Then I went and sat in the front row of the church where I sit with my Sunday school kids for the first part of church. Little faces poured in.  I've carried them each in my heart and prayers all week.  

I led them into the Sunday school room and they gathered around me as I lot a candle and told the christmas story. They are still surprised by the story. It is still new to them. They had lots of questions and my heart smiled. We are cupcakes and they opened their presents and many of them found a comfy place and started reading their new Bibles together.  I sat in the mess and the chaos and beauty of that moment and allowed myself to rest.  

It was just a heartbeat and it was over.

We've reached the solstice.... the longest night.... the shortest day. 

The winter solstice conjures the image of a hibernating bear. 
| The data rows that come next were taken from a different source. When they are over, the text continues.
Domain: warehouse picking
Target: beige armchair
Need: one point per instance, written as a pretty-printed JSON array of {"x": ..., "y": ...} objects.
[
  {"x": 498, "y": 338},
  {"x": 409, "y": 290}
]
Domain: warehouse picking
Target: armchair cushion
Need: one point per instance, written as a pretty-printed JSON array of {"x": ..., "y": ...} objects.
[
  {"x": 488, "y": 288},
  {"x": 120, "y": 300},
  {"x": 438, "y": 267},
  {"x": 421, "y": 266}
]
Man,  wouldn't that be a great holiday... we should have a holiday where we all hibernate.  I think many of us do something like hibernating in the days between Christmas and new years.

I think we reach a point in the year where good or bad,  we're ready to hang it up and wait until next year.  Having Christmas and the frantic activity that goes with it seems to amplify this feeling.  

I have reached that point. I'm done with homeschool for the year. We will pick up our studies again in January. I taught my last Sunday school lesson.  I finished wrapping gifts.  There's a bit of baking but beyond that I'm done for now. 

Acknowledging this and receiving it created space in my heart to show up and be present at Sunday school this morning to see and feel and hear the beautiful mess of it.  

To let go of my list and my plans and my what's next I can just sit and be in this long dark night. 

There is so much that comes with being human

Joy.  Exhaustion.  Grief. 

Hunger.  Restlessness. Boredom.  

The night has a strange way of amplifying the inner space that we can stomp down in the busyness of the day. And this time at the end of the year with the winding down of the years activities can feel like way too much time to "sit and be with our own thoughts"

As we gather for our parties, there is an opportunity to see each other at this end of the year place and to show up in each other's human-ness. 

God entered into this time. This space. This feeling.  Incarnate in a tiny baby who peed on Mary and threw up on Joseph. Who got bored and irritated and had to deal with family gatherings. Who lost a close friend and went. Who rolled his eyes at politics and turned tables in the temple.  Who slept in a boat because he was exhausted from teaching and fed a 1000 people because they were hungry. 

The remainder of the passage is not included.